Cai o silêncio nos ombros e a luz
impura, até doer.
É urgente o amor, é urgente
permanecer.

A boca

A boca,

onde o fogo
de um verão
muito antigo

cintila,

a boca espera

(que pode uma boca
esperar
senão outra boca?)

espera o ardor
do vento
para ser ave,

e cantar.

Retrato Ardente

No teu peito
é que o pólen do fogo
se junta à nascente,
alastra na sombra.
Nos teus flancos
é que a fonte começa
a ser rio de abelhas,
rumor de tigre.

Da cintura aos joelhos
é que a areia queima,
o sol é secreto,
cego o silêncio.

Deita-te comigo.
Ilumina meus vidros.
Entre lábios e lábios
toda a música é minha

Eros

Nunca o verão se demorara
assim nos lábios
e na água
– como podíamos morrer,
tão próximos
e nus e inocentes?

Adeus

Já gastámos as palavras pela rua, meu amor,
e o que nos ficou não chega
para afastar o frio de quatro paredes.
Gastámos tudo menos o silêncio.
Gastámos os olhos com o sal das lágrimas,
gastámos as mão à força de as apertarmos,
gastámos o relógio e as pedras das esquinas
em esperas inúteis.

Meto as mãos nas algibeiras
e não encontro nada.
Antigamente tínhamos tanto para dar um ao outro!
Era como se todas as coisas fossem minhas:
quanto mais te dava mais tinha para te dar.
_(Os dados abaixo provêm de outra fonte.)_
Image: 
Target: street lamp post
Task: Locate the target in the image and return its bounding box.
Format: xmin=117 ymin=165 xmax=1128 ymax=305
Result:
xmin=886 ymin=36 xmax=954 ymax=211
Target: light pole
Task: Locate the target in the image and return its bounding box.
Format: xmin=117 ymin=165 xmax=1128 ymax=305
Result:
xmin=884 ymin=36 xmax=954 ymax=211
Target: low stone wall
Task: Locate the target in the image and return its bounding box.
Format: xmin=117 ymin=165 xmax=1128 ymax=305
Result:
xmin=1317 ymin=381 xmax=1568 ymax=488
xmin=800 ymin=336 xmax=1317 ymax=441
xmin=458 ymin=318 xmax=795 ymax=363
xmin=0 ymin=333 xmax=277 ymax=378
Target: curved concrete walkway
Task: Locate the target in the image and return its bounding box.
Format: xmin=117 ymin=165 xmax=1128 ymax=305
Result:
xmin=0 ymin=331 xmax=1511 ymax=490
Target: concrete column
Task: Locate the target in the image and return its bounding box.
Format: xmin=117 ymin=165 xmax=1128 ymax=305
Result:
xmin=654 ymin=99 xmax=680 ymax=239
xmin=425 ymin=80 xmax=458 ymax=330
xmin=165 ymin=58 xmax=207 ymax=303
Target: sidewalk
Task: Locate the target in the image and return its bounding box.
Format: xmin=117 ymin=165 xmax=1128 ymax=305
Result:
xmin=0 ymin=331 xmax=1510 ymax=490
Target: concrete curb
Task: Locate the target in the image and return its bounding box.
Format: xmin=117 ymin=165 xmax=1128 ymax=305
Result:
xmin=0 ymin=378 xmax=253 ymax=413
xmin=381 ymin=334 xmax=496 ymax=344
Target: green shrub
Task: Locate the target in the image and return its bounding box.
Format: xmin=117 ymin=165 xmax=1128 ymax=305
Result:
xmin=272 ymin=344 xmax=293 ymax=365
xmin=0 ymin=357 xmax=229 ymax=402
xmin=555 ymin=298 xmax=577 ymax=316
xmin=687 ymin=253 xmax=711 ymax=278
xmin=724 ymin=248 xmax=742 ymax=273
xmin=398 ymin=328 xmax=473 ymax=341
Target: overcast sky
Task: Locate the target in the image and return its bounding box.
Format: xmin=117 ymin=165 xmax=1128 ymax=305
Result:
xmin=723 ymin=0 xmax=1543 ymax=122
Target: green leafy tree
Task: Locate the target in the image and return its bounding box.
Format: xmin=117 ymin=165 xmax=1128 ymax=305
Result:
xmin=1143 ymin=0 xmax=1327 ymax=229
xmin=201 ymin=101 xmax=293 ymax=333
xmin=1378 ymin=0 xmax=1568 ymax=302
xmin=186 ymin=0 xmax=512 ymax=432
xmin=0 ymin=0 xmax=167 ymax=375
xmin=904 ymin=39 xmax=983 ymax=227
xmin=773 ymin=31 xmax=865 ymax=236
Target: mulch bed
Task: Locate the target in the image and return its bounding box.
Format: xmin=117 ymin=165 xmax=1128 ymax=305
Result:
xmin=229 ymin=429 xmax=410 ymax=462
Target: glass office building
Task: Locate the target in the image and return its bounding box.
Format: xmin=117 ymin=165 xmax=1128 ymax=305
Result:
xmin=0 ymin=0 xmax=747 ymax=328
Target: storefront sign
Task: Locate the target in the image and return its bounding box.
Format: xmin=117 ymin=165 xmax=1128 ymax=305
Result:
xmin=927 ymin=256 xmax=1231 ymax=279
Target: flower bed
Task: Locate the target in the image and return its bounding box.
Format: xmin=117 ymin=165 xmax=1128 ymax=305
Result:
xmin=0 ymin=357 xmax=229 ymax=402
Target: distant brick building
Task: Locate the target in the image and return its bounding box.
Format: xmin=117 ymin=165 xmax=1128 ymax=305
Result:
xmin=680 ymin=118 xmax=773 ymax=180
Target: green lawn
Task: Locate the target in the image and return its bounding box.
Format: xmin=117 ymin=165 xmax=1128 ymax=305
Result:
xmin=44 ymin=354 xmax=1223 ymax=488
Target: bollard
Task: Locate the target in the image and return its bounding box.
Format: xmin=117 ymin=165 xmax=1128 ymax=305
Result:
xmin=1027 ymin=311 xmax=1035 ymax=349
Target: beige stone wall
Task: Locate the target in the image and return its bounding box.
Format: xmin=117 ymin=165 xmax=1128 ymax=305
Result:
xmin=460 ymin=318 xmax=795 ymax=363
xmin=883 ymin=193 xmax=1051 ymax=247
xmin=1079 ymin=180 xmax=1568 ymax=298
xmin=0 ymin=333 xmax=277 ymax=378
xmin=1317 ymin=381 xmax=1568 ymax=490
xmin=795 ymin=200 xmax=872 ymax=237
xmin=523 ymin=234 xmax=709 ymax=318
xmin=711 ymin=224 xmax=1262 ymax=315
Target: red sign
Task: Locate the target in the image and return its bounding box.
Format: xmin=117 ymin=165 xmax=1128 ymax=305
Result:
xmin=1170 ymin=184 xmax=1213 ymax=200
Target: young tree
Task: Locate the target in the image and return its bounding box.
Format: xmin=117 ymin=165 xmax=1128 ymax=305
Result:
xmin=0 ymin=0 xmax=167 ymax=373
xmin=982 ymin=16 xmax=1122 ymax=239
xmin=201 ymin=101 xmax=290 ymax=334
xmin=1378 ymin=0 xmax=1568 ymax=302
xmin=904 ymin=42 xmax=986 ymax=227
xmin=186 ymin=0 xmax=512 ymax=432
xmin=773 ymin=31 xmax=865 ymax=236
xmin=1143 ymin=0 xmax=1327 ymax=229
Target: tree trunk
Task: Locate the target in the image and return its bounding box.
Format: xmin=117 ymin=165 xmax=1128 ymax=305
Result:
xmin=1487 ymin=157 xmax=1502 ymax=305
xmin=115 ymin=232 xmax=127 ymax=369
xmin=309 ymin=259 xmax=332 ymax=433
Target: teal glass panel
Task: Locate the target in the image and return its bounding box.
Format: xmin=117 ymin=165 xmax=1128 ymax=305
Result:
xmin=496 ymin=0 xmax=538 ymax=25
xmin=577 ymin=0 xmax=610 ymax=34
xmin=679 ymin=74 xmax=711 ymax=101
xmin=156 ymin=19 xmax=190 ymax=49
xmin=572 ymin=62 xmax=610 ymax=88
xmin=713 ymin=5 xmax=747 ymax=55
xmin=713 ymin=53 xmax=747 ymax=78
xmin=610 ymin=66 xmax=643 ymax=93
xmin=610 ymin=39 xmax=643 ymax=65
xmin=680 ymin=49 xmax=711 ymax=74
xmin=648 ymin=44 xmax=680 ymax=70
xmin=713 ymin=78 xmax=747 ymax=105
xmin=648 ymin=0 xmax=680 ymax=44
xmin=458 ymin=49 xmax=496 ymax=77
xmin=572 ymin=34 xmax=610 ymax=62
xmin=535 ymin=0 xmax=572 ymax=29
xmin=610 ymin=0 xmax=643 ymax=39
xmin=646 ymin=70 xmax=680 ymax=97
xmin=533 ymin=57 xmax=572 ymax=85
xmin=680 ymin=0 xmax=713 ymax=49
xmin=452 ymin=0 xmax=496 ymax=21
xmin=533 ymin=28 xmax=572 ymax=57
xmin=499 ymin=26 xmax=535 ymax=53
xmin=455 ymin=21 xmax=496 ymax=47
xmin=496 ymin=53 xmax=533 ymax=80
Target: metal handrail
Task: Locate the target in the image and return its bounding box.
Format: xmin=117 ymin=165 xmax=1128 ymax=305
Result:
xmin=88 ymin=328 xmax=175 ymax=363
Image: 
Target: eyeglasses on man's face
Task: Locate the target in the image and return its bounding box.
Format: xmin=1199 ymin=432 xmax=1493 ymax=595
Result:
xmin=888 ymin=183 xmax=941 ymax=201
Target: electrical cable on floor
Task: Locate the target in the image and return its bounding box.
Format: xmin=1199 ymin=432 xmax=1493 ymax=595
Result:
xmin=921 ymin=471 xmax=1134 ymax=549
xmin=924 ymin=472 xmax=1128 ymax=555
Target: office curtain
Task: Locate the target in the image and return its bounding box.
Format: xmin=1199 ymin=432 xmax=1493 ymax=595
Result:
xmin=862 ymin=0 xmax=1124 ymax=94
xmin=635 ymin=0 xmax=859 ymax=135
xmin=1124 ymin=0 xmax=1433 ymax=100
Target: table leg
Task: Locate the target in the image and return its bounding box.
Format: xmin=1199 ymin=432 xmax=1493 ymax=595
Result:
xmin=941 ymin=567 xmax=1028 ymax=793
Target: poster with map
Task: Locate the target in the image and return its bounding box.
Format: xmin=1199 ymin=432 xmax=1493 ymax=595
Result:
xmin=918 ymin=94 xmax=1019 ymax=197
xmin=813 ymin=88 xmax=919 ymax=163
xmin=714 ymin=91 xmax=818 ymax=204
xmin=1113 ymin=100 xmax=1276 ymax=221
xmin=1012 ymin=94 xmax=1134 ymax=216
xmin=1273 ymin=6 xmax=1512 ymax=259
Às vezes tu dizias: os teus olhos são peixes verdes!
e eu acreditava.
Acreditava,
porque ao teu lado
todas as coisas eram possíveis.
Mas isso era no tempo dos segredos,
no tempo em que o teu corpo era um aquário,
no tempo em que os meus olhos
eram peixes verdes.
Hoje são apenas os meus olhos.
É pouco, mas é verdade,
uns olhos como todos os outros.

Já gastámos as palavras.
Quando agora digo: meu amor…,
já se não passa absolutamente nada.
E no entanto, antes das palavras gastas,
tenho a certeza
de que todas as coisas estremeciam
só de murmurar o teu nome
no silêncio do meu coração.
Não temos já nada para dar.
Dentro de ti
não há nada que me peça água.
O passado é inútil como um trapo.
E já te disse: as palavras estão gastas.

Adeus.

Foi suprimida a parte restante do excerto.